HE Cachoeiro - Hospital Evangélico de Cachoeiro de Itapemirim (ES) — Prova 2024
Paciente do sexo masculino, 77 anos de idade, diabético tipo 2, coronariopata, com revascularização miocárdica há 8 anos, chegou ao pronto-socorro com quadro de dor precordial com as mesmas características do infarto agudo do miocárdio, ocorrido há 9 anos, acompanhado de palidez e sudorese. O exame físico revelou pressão arterial de 140 x 90mmHg em membros superiores, frequência cardíaca de 80bpm e peso de 80kg. O paciente apresentava-se com bom estado geral, ansioso, pálido, hidratado e afebril. Estava em uso de 100mg/dia de AAS, 850mg de metformina 3x/dia, 50mg de captopril 3x/dia, 25mg/dia de atenolol e 20mg/dia de sinvastatina. Realizou ECG que não evidenciou alterações no segmento ST. Foram realizadas três dosagens negativas de troponinas. Nesse caso, é CORRETO afirmar que a principal hipótese diagnóstica é:
Dor precordial + ECG sem ST↑ + Troponinas negativas = Angina Instável (SCA sem ST↑).
A angina instável é uma forma de síndrome coronariana aguda (SCA) caracterizada por dor torácica isquêmica em repouso, de início recente ou em padrão crescente, sem elevação de biomarcadores cardíacos (troponinas) e sem supradesnivelamento do segmento ST no ECG. O paciente apresenta fatores de risco e histórico de coronariopatia, o que reforça a hipótese de SCA.
A Síndrome Coronariana Aguda (SCA) abrange um espectro de condições que resultam da isquemia miocárdica aguda, geralmente causada pela ruptura de uma placa aterosclerótica com formação de trombo. É uma das principais causas de morbimortalidade cardiovascular global. A angina instável representa uma forma de SCA sem elevação persistente do segmento ST no eletrocardiograma e sem elevação significativa dos biomarcadores de necrose miocárdica (troponinas).
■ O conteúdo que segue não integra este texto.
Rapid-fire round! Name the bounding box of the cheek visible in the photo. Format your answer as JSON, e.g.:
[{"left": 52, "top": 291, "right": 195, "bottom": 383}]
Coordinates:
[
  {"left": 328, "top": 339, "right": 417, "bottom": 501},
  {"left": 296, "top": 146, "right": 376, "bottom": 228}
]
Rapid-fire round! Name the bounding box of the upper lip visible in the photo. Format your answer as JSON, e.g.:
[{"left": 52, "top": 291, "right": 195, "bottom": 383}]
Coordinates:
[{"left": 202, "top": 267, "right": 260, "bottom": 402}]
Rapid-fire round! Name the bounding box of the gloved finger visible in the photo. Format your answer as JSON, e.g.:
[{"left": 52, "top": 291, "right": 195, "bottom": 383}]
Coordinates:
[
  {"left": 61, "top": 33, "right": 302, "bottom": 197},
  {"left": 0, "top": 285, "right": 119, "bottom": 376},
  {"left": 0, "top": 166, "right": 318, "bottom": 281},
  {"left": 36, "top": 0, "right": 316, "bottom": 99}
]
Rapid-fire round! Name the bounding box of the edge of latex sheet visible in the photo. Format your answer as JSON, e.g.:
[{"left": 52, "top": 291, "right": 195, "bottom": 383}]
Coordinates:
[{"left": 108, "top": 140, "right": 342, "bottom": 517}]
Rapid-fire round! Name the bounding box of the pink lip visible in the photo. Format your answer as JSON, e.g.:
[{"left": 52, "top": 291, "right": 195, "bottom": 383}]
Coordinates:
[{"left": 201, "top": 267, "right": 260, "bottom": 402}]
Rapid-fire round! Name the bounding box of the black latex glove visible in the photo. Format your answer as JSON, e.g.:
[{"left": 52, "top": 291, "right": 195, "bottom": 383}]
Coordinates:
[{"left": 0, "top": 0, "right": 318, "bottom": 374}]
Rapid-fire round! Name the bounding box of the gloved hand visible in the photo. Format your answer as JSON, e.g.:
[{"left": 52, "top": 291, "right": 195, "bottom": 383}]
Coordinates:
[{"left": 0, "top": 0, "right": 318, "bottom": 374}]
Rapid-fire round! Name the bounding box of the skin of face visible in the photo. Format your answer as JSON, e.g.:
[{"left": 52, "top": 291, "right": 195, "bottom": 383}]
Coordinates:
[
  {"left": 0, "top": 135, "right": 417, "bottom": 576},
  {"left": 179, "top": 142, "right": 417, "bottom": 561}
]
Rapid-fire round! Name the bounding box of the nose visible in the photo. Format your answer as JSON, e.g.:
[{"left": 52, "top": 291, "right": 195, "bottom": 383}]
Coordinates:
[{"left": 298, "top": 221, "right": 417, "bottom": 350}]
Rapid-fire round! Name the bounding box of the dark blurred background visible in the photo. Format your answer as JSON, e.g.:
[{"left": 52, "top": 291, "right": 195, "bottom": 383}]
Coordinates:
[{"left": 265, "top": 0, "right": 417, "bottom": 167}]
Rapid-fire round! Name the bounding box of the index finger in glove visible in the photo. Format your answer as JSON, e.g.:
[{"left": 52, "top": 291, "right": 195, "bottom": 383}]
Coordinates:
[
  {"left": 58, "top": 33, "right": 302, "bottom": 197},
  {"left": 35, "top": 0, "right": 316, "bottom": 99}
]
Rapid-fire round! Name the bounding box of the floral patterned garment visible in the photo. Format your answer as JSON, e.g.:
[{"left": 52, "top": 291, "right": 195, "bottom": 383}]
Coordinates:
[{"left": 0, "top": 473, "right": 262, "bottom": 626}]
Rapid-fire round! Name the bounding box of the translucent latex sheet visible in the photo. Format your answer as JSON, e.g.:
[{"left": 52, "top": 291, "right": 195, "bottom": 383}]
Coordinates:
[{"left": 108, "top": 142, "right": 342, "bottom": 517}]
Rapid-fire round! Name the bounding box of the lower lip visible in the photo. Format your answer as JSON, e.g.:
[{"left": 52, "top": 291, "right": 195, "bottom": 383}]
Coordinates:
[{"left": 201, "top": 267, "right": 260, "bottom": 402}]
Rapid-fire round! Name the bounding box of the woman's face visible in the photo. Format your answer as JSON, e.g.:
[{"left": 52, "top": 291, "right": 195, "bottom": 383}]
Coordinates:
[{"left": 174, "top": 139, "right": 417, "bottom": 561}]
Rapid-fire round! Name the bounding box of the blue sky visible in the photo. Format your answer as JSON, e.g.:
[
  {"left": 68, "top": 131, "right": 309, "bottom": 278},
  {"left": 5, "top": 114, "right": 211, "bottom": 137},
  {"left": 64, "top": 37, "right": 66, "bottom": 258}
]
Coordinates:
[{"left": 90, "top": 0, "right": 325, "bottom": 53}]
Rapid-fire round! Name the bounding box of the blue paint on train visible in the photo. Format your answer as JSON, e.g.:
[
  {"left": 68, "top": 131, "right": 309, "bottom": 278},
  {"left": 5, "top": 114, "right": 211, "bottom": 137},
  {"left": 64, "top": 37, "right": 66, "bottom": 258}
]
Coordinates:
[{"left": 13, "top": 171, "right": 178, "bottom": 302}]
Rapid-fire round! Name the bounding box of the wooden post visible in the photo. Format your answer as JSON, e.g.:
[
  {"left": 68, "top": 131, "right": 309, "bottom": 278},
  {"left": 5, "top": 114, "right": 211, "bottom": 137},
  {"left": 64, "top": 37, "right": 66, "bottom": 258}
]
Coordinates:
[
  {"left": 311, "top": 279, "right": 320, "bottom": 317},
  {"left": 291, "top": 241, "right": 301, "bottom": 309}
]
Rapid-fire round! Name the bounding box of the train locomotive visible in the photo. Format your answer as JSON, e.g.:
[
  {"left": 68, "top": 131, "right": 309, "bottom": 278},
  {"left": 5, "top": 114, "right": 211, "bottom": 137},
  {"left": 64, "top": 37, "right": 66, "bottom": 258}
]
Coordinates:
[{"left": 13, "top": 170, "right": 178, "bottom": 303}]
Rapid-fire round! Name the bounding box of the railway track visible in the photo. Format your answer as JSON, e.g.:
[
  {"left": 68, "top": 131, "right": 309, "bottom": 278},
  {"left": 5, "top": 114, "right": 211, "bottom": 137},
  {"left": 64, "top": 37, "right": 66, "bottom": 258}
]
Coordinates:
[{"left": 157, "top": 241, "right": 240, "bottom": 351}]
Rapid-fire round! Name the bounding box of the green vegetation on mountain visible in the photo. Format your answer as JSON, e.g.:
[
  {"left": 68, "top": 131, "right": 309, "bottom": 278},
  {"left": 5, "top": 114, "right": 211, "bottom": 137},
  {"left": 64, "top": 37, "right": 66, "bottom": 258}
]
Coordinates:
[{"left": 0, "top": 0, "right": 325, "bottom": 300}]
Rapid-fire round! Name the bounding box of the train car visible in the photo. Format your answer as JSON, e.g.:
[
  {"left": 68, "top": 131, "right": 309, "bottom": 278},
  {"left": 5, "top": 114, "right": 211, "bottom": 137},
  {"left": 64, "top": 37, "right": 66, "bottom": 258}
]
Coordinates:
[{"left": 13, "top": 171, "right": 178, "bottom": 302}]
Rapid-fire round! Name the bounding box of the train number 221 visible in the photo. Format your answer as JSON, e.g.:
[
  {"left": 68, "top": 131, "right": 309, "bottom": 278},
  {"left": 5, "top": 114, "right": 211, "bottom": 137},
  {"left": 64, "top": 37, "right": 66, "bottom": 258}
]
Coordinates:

A fisiopatologia da angina instável envolve a redução crítica do fluxo sanguíneo coronariano devido a um trombo não oclusivo, espasmo coronariano ou aumento da demanda de oxigênio miocárdico em um contexto de doença aterosclerótica. O diagnóstico é clínico, baseado na história de dor torácica isquêmica, e complementado por ECG (que pode ser normal ou apresentar alterações inespecíficas como infradesnivelamento do ST ou inversão de onda T) e dosagens seriadas de troponinas, que devem permanecer negativas para confirmar a angina instável. O manejo inicial da angina instável visa aliviar a isquemia, prevenir a progressão para infarto e estabilizar o paciente. Inclui terapia antiplaquetária (AAS e um inibidor P2Y12), anticoagulação (heparina), nitratos para alívio da dor, betabloqueadores e estatinas. A estratificação de risco é fundamental para decidir sobre a necessidade de uma estratégia invasiva precoce (cateterismo cardíaco).
A dor na angina instável pode ser de início recente (menos de 2 meses), mais intensa ou prolongada que a angina prévia, ou ocorrer em repouso. Geralmente é retroesternal, opressiva, podendo irradiar para membros superiores, pescoço ou mandíbula.
Ambas são formas de Síndrome Coronariana Aguda sem supradesnivelamento do ST no ECG. A principal diferença é a elevação dos biomarcadores cardíacos: na angina instável, as troponinas são negativas, enquanto no IAMSSST, há elevação.
Fatores de risco incluem idade avançada, diabetes mellitus, hipertensão arterial, dislipidemia, tabagismo, histórico familiar de doença coronariana e doença coronariana prévia (como revascularização miocárdica).